Asparagus Poriyal – I’m a vegetable nut and was thrilled with the green bean and asparagus side. It was tossed in spices and desiccated coconut. The spices offered lovely flavour whilst the coconut added texture akin to grated parmesan cheese. One of the most interesting side dishes I’ve enjoyed in a long time.
Deven kindly chose two glasses of wine from the extensive wine list to accompany our mains – I enjoyed a Merlot from the Barossa and Dylan a Pinot Noir from the Yarra. They were both light and fruity, making wonderful accompaniments to our rich food. I love when I can trust staff to recommend great wines for food matching, it adds that bit more magic to the experience. Left to my own devices I’m likely to stick with trusted old favourites rather than branch out and try something that might better complement the meal.
Although we were full to bursting, team at Heritij insisted we had dessert. Who were we to argue? My mother always taught me to be a gracious guest! Out came a modern Galub Jamun refashioned into a cheesecake and a Chai Kulfi ice-cream. We enjoyed both very much and the Galub Jamun cheesecake was my favourite. Although we rarely make it to dessert when we eat Indian, I would recommend saving room when you dine at Heritij.
You can check out the full menu at Heritij here.
We rounded out the night with a Dirty Chai Martini that really knocked our socks off. Integrating chai spices into the classic espresso martini would have been enough to excite, but the use of rum was truly awesome. It was reminiscent of a chai-spiced rum ball in liquid form.
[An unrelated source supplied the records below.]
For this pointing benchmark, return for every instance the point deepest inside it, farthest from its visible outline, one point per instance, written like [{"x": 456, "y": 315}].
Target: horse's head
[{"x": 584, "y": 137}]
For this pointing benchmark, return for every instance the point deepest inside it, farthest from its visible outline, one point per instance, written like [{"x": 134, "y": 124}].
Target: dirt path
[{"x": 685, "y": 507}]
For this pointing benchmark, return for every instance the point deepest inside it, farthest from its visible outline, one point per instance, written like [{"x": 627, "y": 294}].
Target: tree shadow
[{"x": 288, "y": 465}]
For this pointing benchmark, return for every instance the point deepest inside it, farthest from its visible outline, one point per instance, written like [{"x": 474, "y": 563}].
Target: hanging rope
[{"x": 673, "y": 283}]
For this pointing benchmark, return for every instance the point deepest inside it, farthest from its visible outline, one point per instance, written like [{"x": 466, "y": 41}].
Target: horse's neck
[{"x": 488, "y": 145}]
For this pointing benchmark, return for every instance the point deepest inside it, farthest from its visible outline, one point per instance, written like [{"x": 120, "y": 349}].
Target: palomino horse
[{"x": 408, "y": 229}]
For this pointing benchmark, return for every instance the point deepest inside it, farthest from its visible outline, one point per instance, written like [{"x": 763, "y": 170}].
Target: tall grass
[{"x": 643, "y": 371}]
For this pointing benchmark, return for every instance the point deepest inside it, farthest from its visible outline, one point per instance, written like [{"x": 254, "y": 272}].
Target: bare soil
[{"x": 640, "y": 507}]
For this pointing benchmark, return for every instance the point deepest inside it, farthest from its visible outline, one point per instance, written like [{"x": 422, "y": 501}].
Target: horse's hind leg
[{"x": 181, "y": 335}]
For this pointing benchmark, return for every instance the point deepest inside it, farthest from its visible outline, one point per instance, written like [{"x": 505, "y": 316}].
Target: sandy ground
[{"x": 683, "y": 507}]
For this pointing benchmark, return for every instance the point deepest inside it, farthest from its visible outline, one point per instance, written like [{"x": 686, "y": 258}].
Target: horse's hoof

If you’re a Brisbane local, I implore you to visit Heritij in Brisbane Quarter. Gold Coast locals can experience similar cuisine at Heritij’s sister restaurant Kokum, at Versace Hotel. Renowned chef Manjunath Mural has opened two fine dining restaurants in less than a year and the investment in the luxe fit outs alone shows that Mural means business. I’ve yet to visit Kokum but it’s firmly on my list after our dinner at Heritij. I’m also very keen to head back to Heritij for Saturday drinks in the outdoor bar. That cocktail list is calling my name.
Brisbane Foodie and husbo were guests of Heritij. All opinions are her own.